A entendre Nicolas Sarkozy et ses proches, l’accord conclut le 21 juillet, le second obtenu à l’arrachée pour faire face à l’appétit des spéculateurs, est un signe fort pour une « solution durable » à la crise grecque. Cette déclaration n’a tenu que quelques heures. Au lendemain du nouveau plan « d’aide européen » de près de 160 milliards d’euros décidés par les dirigeants de la zone euro et les banques (en 2010, la zone euro et le FMI se sont accordés sur un prêt de 110 milliards d’euros sur trois ans pour la Grèce), la réponse des marchés financiers tombait par l’intermédiaire de l’agence de notation Fitch, l’une des trois grosses agences censées jouer un rôle d’alerte : Fitch a placé en défaut partiel la Grèce.

Les marchés financiers pourront faire monter les enchères pour réclamer leur dû et compenser leur « petite » contribution au plan de sauvetage de la Grèce et de l’euro. Une mauvaise nouvelle donc, car la décision de Fitch, en attendant les autres (Moody’s a dégradé la note de la Grèce, avant de placer cet État en défaut de paiement ?), montre la fragilité du plan européen. Même si le défaut de paiement de la Grèce a été anticipé, les banques, qui pourront continuer de spéculer, et les États européens sont de plus en plus vulnérables. Les voilà entraînés dans un engrenage périlleux: qu’en sera-t-il avec le Portugal, l’Espagne, et les autres ? En clair, on gagne du temps, on n’apporte pas de réponse au problème de l’énorme spéculation sur les marchés financiers.

Dans leur déclaration, les dirigeants de la zone euro ont fait preuve d’un optimisme immodéré à coups de phrases convenues : « Des mesures importantes ont été prises pour stabiliser la zone euro » , « la reprise est en bonne voie » , l’euro repose « sur des fondamentaux économiques solides » . Une digue contre la marée des dettes publiques serait donc dressée… On peut en douter, car les conditions économiques et sociales sont loin d’être remplies dans la zone euro et au sein de l’Union européenne. Le sommet du 21 juillet a accouché d’un programme qui ne règle pas le problème structurel de la zone euro. Là où il fallait une rupture, les gouvernements n’ont retenu que la poursuite aveugle du dogme libéral qui est à l’origine de la crise de la dette. Au point que ce plan était anticipé depuis plusieurs semaines par les libéraux, le second plan « d’aide » à la Grèce ne contient pas de surprise. On pouvait en lire les grandes lignes dans la plupart des journaux économiques et dans les tribunes d’experts en économie libérale (Il faut restructurer la dette grecque, par Nicolas Baverez, Le Point du 23 juin).

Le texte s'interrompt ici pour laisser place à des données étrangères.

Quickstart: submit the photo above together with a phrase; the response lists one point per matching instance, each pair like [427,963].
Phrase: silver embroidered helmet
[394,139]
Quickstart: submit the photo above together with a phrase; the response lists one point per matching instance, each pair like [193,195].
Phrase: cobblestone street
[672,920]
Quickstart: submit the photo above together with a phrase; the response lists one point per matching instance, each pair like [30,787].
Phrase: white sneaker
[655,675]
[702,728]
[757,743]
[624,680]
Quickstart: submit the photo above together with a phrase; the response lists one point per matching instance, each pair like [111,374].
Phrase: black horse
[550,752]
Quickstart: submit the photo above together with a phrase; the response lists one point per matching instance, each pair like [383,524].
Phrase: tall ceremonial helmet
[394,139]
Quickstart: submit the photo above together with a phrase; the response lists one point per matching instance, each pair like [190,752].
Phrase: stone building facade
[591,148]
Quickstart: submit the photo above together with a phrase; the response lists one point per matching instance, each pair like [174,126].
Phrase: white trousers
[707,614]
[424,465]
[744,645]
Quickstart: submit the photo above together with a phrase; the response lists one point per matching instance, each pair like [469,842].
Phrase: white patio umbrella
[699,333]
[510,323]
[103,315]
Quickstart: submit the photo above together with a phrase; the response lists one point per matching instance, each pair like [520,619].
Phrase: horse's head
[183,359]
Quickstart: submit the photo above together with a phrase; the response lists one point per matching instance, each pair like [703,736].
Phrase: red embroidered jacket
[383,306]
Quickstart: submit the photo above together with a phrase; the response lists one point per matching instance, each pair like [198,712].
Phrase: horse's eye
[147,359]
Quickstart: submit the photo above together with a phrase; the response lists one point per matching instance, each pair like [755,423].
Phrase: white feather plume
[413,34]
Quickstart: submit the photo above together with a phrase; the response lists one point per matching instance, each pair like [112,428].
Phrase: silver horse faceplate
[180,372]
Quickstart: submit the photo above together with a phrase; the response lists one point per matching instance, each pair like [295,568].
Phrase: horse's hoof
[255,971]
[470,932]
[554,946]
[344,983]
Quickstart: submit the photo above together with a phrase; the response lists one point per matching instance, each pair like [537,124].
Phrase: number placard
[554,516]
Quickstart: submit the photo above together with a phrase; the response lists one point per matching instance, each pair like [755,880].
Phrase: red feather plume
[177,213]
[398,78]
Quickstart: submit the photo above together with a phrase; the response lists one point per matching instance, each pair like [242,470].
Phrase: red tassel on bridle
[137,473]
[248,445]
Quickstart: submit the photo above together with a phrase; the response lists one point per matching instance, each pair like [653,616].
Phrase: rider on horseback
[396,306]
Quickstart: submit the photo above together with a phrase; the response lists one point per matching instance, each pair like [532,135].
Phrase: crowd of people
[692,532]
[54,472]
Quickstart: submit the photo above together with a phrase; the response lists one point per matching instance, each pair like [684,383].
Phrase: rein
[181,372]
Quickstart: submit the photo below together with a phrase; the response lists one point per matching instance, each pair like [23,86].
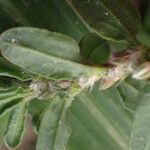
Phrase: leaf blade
[54,135]
[112,20]
[16,126]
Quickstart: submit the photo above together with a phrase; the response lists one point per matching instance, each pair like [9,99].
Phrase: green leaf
[16,126]
[140,139]
[61,18]
[54,131]
[99,122]
[94,48]
[52,49]
[11,98]
[9,70]
[129,91]
[128,95]
[116,20]
[36,108]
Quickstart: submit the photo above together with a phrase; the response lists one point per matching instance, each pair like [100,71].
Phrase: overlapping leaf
[54,131]
[48,55]
[116,20]
[16,126]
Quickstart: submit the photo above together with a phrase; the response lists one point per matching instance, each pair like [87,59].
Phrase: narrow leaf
[61,18]
[9,70]
[140,137]
[16,126]
[94,48]
[130,91]
[116,20]
[53,130]
[52,49]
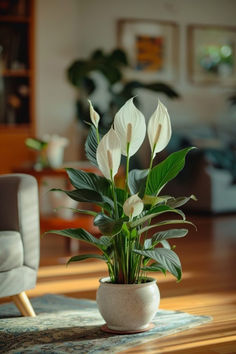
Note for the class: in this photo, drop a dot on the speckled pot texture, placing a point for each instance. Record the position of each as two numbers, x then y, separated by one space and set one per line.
128 307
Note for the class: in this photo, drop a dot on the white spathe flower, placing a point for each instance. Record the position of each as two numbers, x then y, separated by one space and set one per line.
159 129
129 123
93 115
109 154
133 206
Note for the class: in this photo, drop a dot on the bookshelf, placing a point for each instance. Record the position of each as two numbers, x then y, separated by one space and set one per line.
17 120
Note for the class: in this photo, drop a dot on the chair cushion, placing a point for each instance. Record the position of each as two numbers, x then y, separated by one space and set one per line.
11 250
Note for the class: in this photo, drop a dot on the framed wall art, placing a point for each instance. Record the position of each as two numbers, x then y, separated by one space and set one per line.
212 54
151 47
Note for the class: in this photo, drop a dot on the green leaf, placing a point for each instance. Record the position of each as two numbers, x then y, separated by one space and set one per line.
91 145
121 196
85 256
157 210
80 234
107 225
80 211
88 180
136 181
172 233
165 222
166 258
177 202
165 171
148 243
165 244
154 267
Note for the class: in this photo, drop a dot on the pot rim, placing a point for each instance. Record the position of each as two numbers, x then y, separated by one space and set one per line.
105 281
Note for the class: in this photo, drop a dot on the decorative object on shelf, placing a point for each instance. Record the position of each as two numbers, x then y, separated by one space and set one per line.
101 79
127 215
151 47
51 150
211 54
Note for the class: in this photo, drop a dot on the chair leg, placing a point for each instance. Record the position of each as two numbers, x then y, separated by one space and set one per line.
23 304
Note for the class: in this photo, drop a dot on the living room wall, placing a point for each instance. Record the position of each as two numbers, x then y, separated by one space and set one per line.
66 30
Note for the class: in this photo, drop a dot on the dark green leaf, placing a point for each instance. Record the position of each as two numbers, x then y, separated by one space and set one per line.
154 267
148 243
173 233
136 181
107 225
155 211
87 180
121 196
166 171
166 258
165 244
165 222
85 256
177 202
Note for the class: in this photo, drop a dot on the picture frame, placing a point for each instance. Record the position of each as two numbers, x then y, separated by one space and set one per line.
152 48
211 52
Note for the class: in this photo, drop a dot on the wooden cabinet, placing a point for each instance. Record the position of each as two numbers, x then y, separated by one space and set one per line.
16 81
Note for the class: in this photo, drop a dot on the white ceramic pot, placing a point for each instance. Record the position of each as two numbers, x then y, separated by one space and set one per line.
128 307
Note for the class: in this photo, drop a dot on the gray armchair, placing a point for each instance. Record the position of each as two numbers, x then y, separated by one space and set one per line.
19 238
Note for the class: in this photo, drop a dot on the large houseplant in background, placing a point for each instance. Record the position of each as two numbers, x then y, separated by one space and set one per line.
134 238
100 78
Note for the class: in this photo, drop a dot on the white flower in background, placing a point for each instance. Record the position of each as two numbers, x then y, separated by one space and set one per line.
159 129
93 115
109 154
129 124
55 149
133 206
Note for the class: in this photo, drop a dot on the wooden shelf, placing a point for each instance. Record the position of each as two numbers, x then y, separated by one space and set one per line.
17 40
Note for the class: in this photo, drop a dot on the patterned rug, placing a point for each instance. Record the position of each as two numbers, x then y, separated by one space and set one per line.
66 325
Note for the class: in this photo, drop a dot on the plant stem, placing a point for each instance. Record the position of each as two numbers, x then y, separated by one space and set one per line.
127 171
97 133
114 197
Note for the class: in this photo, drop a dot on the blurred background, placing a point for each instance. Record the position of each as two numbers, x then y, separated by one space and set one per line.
56 54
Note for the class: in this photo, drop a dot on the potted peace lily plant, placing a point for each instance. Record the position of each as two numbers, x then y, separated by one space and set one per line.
133 242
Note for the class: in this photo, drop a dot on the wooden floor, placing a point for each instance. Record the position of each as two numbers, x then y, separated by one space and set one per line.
208 286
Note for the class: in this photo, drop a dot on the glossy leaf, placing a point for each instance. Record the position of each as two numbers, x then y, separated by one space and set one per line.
166 258
136 181
133 206
165 222
107 225
167 234
88 180
165 171
154 267
80 234
158 210
180 201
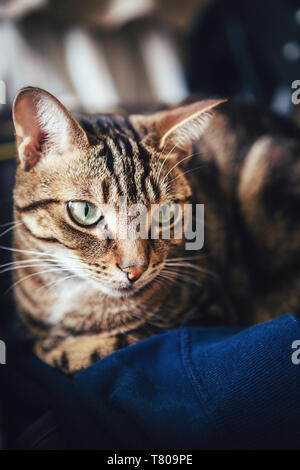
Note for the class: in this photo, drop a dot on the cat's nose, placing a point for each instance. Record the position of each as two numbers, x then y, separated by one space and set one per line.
133 272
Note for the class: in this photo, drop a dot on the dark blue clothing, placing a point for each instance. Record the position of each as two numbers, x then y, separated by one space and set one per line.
193 388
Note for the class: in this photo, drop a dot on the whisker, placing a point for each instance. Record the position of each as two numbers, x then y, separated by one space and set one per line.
34 274
10 229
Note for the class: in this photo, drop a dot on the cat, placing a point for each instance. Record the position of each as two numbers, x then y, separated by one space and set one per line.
81 291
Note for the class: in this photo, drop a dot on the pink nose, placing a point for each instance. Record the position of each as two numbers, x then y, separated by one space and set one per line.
133 272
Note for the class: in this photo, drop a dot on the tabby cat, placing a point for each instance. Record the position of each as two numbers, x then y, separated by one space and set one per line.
81 291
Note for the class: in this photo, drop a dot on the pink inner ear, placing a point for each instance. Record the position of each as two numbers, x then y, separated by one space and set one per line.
30 137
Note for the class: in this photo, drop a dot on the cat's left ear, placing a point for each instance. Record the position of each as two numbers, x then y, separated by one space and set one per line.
43 125
180 127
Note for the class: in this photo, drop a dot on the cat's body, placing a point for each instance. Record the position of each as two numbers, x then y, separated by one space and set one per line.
245 169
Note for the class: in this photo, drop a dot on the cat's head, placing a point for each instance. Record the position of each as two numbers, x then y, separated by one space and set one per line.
75 177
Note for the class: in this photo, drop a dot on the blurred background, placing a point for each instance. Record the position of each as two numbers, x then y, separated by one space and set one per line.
103 55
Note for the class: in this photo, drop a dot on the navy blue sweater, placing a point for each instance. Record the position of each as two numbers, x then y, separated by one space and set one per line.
193 388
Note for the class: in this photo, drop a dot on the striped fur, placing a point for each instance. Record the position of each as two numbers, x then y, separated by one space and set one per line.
68 286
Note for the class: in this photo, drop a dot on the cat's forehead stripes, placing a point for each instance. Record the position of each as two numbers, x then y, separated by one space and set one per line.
127 160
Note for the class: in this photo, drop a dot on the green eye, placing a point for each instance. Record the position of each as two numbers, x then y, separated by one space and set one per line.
84 213
166 214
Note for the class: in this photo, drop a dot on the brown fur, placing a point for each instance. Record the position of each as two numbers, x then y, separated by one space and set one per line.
245 171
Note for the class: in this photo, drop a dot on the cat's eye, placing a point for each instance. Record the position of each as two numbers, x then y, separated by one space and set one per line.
84 213
166 214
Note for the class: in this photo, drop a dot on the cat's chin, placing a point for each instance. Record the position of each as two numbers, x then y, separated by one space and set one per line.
116 292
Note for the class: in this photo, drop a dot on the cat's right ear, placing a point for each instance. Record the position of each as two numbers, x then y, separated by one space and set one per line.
43 125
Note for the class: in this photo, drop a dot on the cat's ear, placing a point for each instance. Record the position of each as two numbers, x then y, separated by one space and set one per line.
182 126
42 125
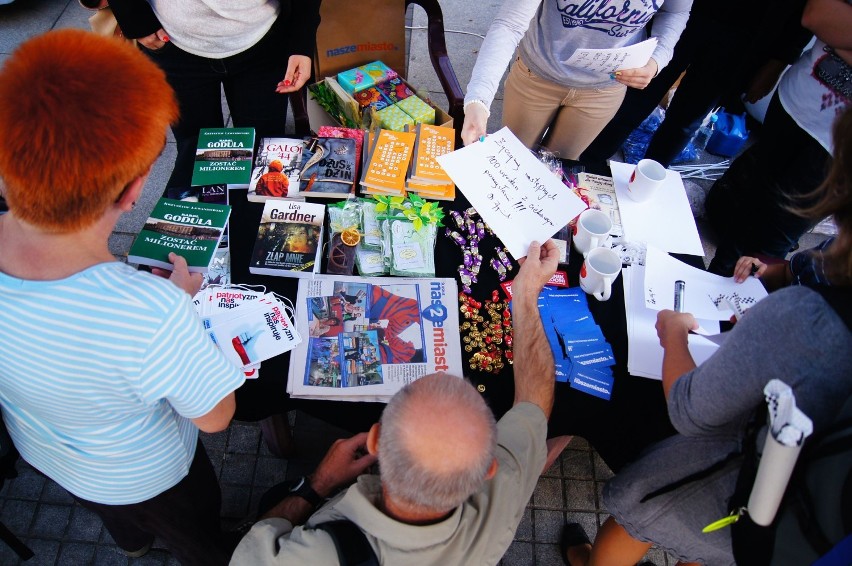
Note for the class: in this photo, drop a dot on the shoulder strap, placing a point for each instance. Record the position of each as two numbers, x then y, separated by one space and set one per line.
353 548
840 299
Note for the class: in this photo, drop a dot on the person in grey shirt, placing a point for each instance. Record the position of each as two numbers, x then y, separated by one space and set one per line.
543 91
799 335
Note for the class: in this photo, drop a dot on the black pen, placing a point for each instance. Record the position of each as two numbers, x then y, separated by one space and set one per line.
680 287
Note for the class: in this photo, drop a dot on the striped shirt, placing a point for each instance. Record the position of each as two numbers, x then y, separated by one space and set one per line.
99 375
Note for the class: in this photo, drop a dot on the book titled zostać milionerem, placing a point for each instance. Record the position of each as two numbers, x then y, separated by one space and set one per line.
223 156
289 239
190 229
276 169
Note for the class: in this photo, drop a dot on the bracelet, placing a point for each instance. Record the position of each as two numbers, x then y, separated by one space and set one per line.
479 102
304 490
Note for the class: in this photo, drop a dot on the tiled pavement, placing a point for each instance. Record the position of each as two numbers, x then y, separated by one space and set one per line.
46 518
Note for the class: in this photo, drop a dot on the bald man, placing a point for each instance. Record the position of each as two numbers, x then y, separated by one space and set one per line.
453 483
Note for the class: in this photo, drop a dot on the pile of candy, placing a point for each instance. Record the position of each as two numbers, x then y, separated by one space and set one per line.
487 330
471 230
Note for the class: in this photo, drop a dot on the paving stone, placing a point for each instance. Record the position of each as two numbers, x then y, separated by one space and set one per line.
28 485
519 554
85 525
55 493
45 551
547 525
524 530
76 553
577 464
18 515
51 521
580 494
548 493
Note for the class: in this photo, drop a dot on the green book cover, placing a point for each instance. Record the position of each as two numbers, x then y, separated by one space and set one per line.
190 229
223 156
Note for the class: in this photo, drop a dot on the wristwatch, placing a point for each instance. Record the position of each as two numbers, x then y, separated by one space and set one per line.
304 490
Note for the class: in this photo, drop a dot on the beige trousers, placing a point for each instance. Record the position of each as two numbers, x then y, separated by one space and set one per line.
575 116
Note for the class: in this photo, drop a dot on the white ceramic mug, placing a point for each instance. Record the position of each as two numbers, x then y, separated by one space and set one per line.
599 270
592 230
645 180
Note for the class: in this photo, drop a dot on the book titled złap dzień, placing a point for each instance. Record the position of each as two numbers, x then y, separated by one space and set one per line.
289 239
190 229
223 156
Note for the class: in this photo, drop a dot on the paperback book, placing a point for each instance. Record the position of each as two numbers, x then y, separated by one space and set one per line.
190 229
276 169
289 239
223 156
328 167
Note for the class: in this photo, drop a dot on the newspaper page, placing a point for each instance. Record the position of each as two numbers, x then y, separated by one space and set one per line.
367 338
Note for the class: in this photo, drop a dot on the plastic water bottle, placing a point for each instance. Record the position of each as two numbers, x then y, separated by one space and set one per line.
704 133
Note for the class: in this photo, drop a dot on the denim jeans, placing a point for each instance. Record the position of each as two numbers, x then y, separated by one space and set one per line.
248 79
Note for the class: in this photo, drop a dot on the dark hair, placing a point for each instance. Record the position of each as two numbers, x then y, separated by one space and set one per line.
834 197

Quel est le contenu de ce plan qu’on pourrait qualifier de plan Brady ? Il concerne dans un premier temps le sauvetage de la Grèce, qui sera assuré par un financement public de 109 milliards d’euros, auquel s’ajoute une contribution « volontaire » du secteur privé estimée à 37 milliards d’euros, le total étant de 50 milliards si l’on tient compte du programme de rachat de la dette à hauteur de 12,6 milliards. « La contribution du secteur privé est faible , estime l’économiste Dominique Plihon. C’est totalement insuffisant » . En tout, près de 160 milliards d’euros sont annoncé pour le sauvetage de la Grèce, à comparer aux 140 milliards d’euros de besoins de financement pour les années 2012 à 2014, et aux 350 milliards de dette publique.

Ce chiffre est à comparer aussi avec ce que détiennent les créanciers privés, soit environ 135 milliards d’euros en dette grecque , arrivant à maturité en 2020, a précisé le ministre grec des Finances Evangélos Vénizélos, assurant que la dette publique du pays était désormais « sous contrôle »  (sic). Le ministre a aussi ajouté que l’objectif de la Grèce est de retrouver la croissance en 2012, en insistant sur le besoin pour le pays de mettre en œuvre les réformes annoncées. « Sans un effort national, nous ne pourrons pas tenir nos objectifs » , a-t-il dit. Le plan d’austérité permettrait ainsi de réduire la dette grecque de 26 milliards d’euros d’ici 2014, soit 12 % de PIB.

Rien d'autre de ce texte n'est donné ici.